Michal Smetana is currently a Visiting Scholar at the Center for International Security and Cooperation (CISAC), Stanford University, as well as Research Associate and Assistant Professor at the Faculty of Social Sciences, Charles University, and Coordinator of the newly established Peace Research Center Prague. He holds a PhD in International Relations from Charles University in Prague, and he was previously a Visiting Research Fellow at the Stockholm International Peace Research Institute (SIPRI) and Peace Research Institute Frankfurt (PRIF).
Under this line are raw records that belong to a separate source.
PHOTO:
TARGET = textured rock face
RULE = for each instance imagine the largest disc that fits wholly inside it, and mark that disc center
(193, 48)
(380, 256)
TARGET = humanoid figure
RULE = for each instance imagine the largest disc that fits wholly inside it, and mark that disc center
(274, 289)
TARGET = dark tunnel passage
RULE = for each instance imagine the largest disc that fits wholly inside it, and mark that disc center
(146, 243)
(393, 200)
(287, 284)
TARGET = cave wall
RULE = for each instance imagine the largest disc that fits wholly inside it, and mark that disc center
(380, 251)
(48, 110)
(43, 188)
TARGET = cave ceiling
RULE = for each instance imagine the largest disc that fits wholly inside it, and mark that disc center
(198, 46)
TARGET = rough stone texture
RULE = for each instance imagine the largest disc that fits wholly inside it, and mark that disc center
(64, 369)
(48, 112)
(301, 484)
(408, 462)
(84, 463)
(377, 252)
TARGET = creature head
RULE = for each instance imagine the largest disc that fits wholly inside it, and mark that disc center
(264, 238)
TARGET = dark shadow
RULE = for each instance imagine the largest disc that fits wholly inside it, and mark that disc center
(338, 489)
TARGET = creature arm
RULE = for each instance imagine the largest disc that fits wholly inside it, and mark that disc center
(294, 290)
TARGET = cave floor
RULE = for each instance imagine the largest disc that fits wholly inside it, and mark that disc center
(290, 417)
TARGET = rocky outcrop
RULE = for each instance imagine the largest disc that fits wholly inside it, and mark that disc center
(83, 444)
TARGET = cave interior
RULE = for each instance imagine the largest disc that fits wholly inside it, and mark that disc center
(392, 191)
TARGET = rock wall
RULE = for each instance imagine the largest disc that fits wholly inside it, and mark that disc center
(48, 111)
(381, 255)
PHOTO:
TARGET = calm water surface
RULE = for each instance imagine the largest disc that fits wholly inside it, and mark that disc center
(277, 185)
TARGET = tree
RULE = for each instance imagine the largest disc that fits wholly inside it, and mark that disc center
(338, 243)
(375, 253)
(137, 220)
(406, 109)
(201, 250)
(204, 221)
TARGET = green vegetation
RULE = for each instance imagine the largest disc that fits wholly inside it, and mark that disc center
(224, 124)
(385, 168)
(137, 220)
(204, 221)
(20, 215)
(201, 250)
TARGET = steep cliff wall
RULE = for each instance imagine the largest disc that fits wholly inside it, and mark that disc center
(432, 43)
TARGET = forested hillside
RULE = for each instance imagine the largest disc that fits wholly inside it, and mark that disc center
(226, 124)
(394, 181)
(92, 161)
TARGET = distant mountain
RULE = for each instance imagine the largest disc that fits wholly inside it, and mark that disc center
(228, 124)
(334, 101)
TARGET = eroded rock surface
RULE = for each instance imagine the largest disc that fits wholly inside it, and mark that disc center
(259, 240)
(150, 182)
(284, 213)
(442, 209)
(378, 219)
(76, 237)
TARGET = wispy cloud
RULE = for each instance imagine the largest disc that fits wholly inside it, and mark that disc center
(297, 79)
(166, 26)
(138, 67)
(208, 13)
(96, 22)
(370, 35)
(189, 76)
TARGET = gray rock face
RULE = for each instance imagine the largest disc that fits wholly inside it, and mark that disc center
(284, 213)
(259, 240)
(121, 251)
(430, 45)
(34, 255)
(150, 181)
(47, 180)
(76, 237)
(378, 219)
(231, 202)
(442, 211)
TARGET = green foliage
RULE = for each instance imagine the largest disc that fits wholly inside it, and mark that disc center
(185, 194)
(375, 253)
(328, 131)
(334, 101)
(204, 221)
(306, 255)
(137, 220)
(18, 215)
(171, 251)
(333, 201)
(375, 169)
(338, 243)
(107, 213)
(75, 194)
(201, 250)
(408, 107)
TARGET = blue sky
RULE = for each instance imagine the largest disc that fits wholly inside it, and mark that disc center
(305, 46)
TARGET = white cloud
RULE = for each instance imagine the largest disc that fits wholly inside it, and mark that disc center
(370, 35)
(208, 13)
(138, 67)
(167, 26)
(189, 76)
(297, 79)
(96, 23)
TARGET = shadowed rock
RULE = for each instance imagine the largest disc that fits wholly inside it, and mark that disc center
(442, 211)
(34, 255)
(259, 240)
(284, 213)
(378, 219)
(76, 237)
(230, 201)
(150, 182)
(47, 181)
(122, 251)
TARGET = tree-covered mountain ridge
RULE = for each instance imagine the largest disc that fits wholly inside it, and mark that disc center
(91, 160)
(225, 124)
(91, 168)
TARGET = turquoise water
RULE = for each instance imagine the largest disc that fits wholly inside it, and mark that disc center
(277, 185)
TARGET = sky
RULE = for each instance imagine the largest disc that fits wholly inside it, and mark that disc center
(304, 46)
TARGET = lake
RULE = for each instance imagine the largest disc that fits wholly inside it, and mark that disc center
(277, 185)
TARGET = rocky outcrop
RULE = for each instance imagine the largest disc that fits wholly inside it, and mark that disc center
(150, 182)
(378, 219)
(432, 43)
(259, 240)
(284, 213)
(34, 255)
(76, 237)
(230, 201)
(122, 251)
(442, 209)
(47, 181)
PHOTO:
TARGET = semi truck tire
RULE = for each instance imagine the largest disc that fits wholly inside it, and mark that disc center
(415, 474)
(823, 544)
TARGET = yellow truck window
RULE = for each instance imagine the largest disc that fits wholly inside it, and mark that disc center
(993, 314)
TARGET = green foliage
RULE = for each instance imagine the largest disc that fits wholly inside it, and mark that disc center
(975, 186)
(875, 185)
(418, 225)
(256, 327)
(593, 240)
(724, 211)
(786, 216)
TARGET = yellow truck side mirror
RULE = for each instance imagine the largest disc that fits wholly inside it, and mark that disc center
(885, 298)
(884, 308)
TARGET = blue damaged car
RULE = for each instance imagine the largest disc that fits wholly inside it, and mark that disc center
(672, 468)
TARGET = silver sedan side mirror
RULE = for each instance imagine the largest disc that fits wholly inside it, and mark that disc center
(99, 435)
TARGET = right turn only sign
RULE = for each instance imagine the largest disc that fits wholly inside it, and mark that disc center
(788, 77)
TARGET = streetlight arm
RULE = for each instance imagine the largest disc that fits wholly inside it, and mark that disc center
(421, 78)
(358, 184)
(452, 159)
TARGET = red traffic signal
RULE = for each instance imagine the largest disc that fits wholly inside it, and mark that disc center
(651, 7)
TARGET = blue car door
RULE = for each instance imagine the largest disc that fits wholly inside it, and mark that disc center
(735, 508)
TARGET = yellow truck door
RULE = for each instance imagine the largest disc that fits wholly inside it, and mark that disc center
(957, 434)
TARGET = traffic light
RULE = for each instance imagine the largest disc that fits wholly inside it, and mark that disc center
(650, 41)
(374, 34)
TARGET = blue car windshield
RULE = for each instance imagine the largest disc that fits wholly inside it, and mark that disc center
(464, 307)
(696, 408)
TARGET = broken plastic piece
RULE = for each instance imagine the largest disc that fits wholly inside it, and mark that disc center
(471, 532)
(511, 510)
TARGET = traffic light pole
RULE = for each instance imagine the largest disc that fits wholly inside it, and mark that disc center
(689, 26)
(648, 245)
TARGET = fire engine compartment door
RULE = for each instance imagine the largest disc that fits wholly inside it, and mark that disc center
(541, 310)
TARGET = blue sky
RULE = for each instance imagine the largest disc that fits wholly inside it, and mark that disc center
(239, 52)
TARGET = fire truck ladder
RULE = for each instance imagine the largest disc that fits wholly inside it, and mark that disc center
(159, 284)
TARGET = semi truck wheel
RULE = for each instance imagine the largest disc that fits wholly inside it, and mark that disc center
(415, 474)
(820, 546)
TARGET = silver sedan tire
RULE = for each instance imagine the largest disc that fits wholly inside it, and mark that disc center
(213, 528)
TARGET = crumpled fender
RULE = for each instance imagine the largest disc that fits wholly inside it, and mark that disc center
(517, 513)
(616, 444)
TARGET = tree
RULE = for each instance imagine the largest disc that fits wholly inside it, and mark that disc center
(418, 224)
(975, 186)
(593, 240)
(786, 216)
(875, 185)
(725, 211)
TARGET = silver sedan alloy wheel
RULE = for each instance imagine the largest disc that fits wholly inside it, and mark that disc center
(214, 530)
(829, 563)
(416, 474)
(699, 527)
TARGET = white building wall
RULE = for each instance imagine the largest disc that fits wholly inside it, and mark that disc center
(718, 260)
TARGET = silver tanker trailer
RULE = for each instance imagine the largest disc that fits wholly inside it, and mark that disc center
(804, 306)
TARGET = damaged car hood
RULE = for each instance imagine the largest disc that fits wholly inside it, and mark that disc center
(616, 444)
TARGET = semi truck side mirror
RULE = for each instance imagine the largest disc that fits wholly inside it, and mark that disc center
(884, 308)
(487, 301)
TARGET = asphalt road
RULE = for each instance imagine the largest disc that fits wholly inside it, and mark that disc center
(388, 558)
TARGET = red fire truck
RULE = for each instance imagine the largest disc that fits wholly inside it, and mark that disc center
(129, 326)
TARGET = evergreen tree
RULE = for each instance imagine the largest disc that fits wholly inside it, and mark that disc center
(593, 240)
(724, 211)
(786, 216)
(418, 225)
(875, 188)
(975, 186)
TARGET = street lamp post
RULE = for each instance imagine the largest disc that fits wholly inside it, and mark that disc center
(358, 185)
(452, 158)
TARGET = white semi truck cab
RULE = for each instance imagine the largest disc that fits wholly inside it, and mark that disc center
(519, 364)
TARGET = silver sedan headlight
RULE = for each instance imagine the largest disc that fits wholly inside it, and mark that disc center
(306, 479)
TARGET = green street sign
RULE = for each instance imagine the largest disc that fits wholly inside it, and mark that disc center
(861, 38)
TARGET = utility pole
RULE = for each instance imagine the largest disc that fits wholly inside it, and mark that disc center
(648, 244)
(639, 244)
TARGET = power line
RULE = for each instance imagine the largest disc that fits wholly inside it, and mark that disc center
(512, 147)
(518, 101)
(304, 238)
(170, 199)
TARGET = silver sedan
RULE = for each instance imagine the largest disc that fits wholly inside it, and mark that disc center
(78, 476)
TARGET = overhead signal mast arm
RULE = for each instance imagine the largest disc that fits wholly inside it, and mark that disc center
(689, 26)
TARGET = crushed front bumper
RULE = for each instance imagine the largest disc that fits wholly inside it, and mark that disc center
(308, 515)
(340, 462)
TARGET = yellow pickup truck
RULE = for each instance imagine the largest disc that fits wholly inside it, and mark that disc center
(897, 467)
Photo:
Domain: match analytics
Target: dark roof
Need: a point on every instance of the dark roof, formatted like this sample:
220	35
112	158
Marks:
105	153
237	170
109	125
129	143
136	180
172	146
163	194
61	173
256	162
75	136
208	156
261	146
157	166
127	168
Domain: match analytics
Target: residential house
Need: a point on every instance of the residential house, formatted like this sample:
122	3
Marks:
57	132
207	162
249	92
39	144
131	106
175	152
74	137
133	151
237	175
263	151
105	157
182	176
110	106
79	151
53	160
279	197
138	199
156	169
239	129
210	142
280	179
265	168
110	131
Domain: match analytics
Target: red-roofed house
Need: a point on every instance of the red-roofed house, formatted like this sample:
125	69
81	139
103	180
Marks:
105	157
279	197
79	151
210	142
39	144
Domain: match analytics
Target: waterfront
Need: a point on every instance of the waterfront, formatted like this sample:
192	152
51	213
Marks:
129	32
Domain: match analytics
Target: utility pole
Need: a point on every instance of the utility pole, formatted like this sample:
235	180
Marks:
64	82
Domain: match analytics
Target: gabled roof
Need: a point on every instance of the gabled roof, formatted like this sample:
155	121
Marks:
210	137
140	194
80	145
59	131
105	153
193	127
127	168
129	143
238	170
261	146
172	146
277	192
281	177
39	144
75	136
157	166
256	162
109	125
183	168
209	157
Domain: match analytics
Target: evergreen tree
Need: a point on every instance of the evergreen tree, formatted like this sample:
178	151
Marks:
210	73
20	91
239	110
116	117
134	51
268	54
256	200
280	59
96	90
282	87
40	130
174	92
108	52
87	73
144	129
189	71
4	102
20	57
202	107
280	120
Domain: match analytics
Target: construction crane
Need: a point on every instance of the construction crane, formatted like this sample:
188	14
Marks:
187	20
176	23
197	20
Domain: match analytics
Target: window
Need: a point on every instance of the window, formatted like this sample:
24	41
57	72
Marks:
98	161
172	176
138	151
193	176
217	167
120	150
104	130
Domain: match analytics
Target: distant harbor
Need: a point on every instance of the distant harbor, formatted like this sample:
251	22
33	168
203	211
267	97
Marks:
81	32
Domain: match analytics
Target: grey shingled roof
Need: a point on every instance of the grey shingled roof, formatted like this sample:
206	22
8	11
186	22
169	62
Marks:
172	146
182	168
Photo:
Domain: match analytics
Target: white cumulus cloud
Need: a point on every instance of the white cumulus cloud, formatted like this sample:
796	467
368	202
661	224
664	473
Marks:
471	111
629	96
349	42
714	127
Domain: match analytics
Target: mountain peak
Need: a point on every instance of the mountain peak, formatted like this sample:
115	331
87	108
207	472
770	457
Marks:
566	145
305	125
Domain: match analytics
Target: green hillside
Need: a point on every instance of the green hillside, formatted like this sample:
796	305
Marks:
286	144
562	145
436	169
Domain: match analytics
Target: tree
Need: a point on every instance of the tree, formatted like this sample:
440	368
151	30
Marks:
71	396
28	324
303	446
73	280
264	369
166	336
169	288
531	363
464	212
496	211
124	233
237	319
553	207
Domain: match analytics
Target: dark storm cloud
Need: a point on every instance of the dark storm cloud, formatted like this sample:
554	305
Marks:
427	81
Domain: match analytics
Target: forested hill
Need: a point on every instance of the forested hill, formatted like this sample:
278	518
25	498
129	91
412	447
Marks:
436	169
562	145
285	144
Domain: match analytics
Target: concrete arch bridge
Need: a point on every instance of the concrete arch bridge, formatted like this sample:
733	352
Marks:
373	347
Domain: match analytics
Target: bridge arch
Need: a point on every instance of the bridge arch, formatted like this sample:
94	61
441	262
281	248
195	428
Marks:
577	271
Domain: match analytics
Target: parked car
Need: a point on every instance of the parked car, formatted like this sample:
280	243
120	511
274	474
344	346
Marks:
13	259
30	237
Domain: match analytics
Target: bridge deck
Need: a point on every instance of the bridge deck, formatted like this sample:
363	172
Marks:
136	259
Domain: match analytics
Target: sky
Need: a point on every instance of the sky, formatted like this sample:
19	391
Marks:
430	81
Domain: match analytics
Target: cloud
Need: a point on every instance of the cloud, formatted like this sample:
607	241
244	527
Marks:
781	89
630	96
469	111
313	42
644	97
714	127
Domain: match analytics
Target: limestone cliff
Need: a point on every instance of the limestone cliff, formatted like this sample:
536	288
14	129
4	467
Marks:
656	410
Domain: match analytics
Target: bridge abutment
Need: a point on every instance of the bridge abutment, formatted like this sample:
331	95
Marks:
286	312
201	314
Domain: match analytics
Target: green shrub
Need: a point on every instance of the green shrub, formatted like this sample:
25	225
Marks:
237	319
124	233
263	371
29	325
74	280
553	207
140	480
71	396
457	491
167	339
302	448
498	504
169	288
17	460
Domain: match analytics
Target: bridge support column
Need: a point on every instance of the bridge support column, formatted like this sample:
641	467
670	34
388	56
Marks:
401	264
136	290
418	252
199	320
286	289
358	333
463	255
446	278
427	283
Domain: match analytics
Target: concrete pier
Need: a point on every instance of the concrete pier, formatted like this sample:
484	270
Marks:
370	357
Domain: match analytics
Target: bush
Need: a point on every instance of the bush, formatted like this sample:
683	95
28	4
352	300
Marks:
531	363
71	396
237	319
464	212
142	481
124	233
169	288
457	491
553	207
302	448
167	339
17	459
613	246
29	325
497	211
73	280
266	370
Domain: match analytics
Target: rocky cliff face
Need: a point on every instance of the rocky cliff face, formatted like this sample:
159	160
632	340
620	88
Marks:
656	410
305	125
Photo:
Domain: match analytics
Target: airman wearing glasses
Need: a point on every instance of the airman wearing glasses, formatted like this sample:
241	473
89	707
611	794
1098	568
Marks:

His main research interests lie at the intersection of security studies, international relations, and political psychology, with a specific focus on issues related to nuclear weapons in world politics, arms control and disarmament, proliferation of weapons of mass destruction, deterrence theory, and norms and deviance in international affairs. His most recent articles have been published in International Affairs, The Washington Quarterly, Journal of International Relations and Development, International Relations, Asia Europe Journal, Bulletin of the Atomic Scientists, Cambridge Review of International Affairs, The Nonproliferation Review, and other academic and policy journals. He is the author of Nuclear Deviance: Stigma Politics and the Rules of the Nonproliferation Game (Palgrave Macmillan) and co-editor of Global Nuclear Disarmament: Strategic, Political, and Regional Perspectives (Routledge) and Indirect Coercion: Triangular Strategies and International Conflict (Charles University Press).